Researchers from the McGill University Health Centre (MUHC) and the University of Southern California conducted their study in sun-drenched California and even their vitamin D deficiency was found to cause higher body mass and shorter stature in girls at the peak of their growing spurt.
The research team measured vitamin D in girls aged 16 to 22 using a simple blood test (25-hydroxy vitamin D). They also assessed body fat and height to determine how vitamin D deficiency could affect young women's health.
"The high prevalence of vitamin D insufficiency in young people living in a sun-rich area was surprising. We found young women with vitamin D insufficiency were significantly heavier, with a higher body mass index and increased abdominal fat, than young women with normal levels," said study lead author, Richard Kremer, co-director of the Musculoskeletal Axis of the MUHC.
The researchers examined 90 Caucasian and Hispanic girls and discovered that young women with normal vitamin D levels were on average taller than peers deficient in vitamin D.
Yet in contrast to what's been previously reported in older women, their investigation found no association between lack of vitamin D and bone strength.

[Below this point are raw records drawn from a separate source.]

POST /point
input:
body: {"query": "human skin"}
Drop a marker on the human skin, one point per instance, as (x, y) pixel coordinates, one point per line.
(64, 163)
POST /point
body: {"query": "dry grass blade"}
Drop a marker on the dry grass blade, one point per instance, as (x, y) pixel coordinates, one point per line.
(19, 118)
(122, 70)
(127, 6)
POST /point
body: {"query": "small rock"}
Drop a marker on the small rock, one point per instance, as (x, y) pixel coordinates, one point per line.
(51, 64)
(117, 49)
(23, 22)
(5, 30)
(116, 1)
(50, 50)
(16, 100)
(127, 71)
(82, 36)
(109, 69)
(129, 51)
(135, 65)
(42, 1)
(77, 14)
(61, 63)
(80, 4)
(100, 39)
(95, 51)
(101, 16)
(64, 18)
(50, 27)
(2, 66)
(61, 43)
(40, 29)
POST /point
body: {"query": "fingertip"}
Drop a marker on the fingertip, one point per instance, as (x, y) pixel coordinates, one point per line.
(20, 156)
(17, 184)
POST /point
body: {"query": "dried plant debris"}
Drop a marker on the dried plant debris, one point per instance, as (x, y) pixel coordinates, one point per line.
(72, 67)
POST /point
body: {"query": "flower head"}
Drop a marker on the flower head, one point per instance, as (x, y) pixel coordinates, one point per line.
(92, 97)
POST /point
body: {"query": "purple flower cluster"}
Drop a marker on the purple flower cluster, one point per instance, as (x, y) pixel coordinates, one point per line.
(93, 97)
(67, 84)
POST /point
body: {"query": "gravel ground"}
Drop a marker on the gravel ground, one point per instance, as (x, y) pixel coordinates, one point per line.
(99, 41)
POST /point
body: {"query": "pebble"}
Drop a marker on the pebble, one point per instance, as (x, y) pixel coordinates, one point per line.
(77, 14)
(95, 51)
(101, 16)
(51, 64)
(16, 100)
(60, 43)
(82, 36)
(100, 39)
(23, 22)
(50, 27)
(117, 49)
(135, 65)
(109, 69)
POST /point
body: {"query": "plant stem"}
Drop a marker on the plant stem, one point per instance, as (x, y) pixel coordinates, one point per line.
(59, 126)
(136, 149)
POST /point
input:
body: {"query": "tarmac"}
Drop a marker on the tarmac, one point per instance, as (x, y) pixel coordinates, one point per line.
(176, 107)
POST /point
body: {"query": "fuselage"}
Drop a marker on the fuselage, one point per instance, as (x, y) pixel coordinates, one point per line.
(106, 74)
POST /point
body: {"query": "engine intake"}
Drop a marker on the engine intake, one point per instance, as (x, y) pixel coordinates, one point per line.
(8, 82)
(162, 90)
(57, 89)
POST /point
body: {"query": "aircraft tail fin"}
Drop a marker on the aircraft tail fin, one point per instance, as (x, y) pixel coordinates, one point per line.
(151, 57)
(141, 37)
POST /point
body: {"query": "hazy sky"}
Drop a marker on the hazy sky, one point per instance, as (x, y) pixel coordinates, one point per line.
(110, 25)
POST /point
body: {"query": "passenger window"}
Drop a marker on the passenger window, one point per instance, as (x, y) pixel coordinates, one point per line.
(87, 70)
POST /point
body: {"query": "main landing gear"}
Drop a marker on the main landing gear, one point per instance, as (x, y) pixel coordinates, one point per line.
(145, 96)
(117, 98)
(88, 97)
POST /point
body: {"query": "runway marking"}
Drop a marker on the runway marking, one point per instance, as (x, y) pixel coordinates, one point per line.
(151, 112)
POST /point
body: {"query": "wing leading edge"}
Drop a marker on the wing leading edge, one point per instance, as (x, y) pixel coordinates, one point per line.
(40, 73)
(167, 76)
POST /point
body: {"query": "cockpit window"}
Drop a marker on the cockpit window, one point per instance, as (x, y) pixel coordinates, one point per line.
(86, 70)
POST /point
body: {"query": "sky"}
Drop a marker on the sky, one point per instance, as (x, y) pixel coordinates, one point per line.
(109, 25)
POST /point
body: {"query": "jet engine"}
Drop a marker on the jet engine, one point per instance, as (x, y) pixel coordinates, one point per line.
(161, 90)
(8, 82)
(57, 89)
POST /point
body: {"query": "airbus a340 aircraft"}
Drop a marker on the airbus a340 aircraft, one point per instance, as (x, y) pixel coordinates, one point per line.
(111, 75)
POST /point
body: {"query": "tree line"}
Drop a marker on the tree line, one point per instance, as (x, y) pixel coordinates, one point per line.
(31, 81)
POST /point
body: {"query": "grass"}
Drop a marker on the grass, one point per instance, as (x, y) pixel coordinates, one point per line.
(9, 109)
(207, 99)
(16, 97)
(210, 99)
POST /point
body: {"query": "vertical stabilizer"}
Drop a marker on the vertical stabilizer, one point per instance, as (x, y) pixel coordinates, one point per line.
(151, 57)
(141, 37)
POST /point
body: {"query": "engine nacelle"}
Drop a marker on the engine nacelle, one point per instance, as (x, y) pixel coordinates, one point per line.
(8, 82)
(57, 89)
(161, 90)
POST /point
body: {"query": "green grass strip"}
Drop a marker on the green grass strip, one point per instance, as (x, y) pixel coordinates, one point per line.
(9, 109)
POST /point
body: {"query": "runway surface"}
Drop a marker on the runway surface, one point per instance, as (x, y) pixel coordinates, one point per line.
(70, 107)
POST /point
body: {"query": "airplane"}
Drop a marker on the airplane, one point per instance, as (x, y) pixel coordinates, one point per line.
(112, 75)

Co-author, Dr. Vicente Gilsanz, head of musculoskeletal imaging at the Children's Hospital Los Angeles of the University of Southern California, said: "Because lack of vitamin D can cause fat accumulation and increased risk for chronic disorders later in life, further investigation is needed to determine whether vitamin D supplements could have potential benefits in the healthy development of young people,"
The study is published in the Journal of Clinical Endocrinology and Metabolism.